This Tuesday hundreds of thousands of French workers and youth again demonstrated their opposition to President Macron’s so-called “pension reform”. And it’s not just the issue of pensions that inflames their anger, but the same fall in living standards which is hitting workers everywhere...
Their protests - and the ongoing strikes, of refuse collectors above all, piling the streets of Paris high with rubbish - even caused Macron to cancel the “Royal engagement” with Britain’s King Charles at the ridiculously lavish palace of Versailles this week... Aka “King Emmanuel” knew very well that the sight of such an outrageously expensive farce would only add fuel to the fire!
The British media and the political big mouths have had a lot to say about the “revolutionary” French working class and its “love” for striking and protest. So one wonders how they explain that since last summer, workers right across every section of the British working class have been striking for a pay rise and against the so-called reforms which cut working conditions (and pensions) to shreds?
Striking is in all workers’ DNA!
In fact it’s been hilarious to listen to some of these commentators. Apparently, unlike British workers the French have striking “in their DNA”! Actually the French media have said precisely the same thing about British workers this past year!
Obviously, striking is workers’ only effective weapon against the constant attempts by bosses to cut jobs, wages and conditions - because turning the screw on the working class is in their DNA! The more they do it, the more profits they get: it’s always and only at workers’ expense...
More’s the pity then, that our strike wave seems to be coming to an end, and without the wage rises which workers need to keep up with the on-going price rises. Overall, the cost of food in shops is 15% higher than it was 12 months ago, another “record annual rate of prices inflation”!

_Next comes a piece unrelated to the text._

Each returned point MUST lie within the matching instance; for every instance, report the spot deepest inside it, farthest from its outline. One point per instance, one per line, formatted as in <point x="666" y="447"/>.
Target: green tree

Like the French union leaders, who today call for Macron to “pause” the pension reform, which could thus stem the huge tide of protest in France, here in Britain the postal, teachers’, nurses’ and railway workers’ leaders have decided to suspend strikes and engage in talks. Yes, even though what’s on the table are below inflation rises - and in the case of railway and postal workers, “reforms” which are radical cuts in jobs and conditions.
It should be added that were never any grounds for the political hysteria over the strikes. The timidity of the union leaders meant that strikes did not even go as far as the, albeit union-shackling laws, allowed, and were never called for more than a few days at a time (with the exception of very small sections of the civil service).
Our retirement sucks even more
But what about “clever” right-wing British comment which calls the French workers work-shy for “refusing” to work after 62 years of age - comparing them to us in Britain? Apparently the fact that over here we can only receive a full state pension afer 66 - at 67 in fact - and that this is meant to rise to 68 - is something to boast about!
Yes, never mind that British pensioners are amongst the poorest in the league of “rich” countries and amongst the least healthy, with declining life expectancy!
In 2018-20, “disability-free life expectancy” was almost 20 years lower than total life expectancy – only 62 years for men and 60 for women! Yet according to Tory politicians and their fan club (including many Labour MPs), it’s a good thing that workers must struggle on for another 4 (or 6!) years before they can retire? And when they do retire, if they don’t have a decent occupational pension, or didn’t pay enough years of NI contributions, they get just £141.85 basic state pension per week! No wonder pensioner poverty is on the rise - now at 20% for single pensioners! In France and Germany the state pays pensioners around half of average earnings. If the British state did likewise, it would push the rate up by another £100/w...
Of course, the fight over wages is still not over - and a fight over pensions has yet to begin. But the big problem faced here (unlike in France today!) is the lack of conscious co-ordination between the different sections of striking workers. So the enormous strength that our united ranks represents, has never been activated!
True, union leaderships can’t and won’t organise this co-ordination from their position, sitting on chairs around the bosses’ tables. It can only come from an initiative taken by workers on the ground. That is, by activists seizing the time themselves and convincing their fellow-workers to do likewise. In fact, that’s how revolutions begin. And if we’re honest, it’s a revolution that’s needed, in France and over here!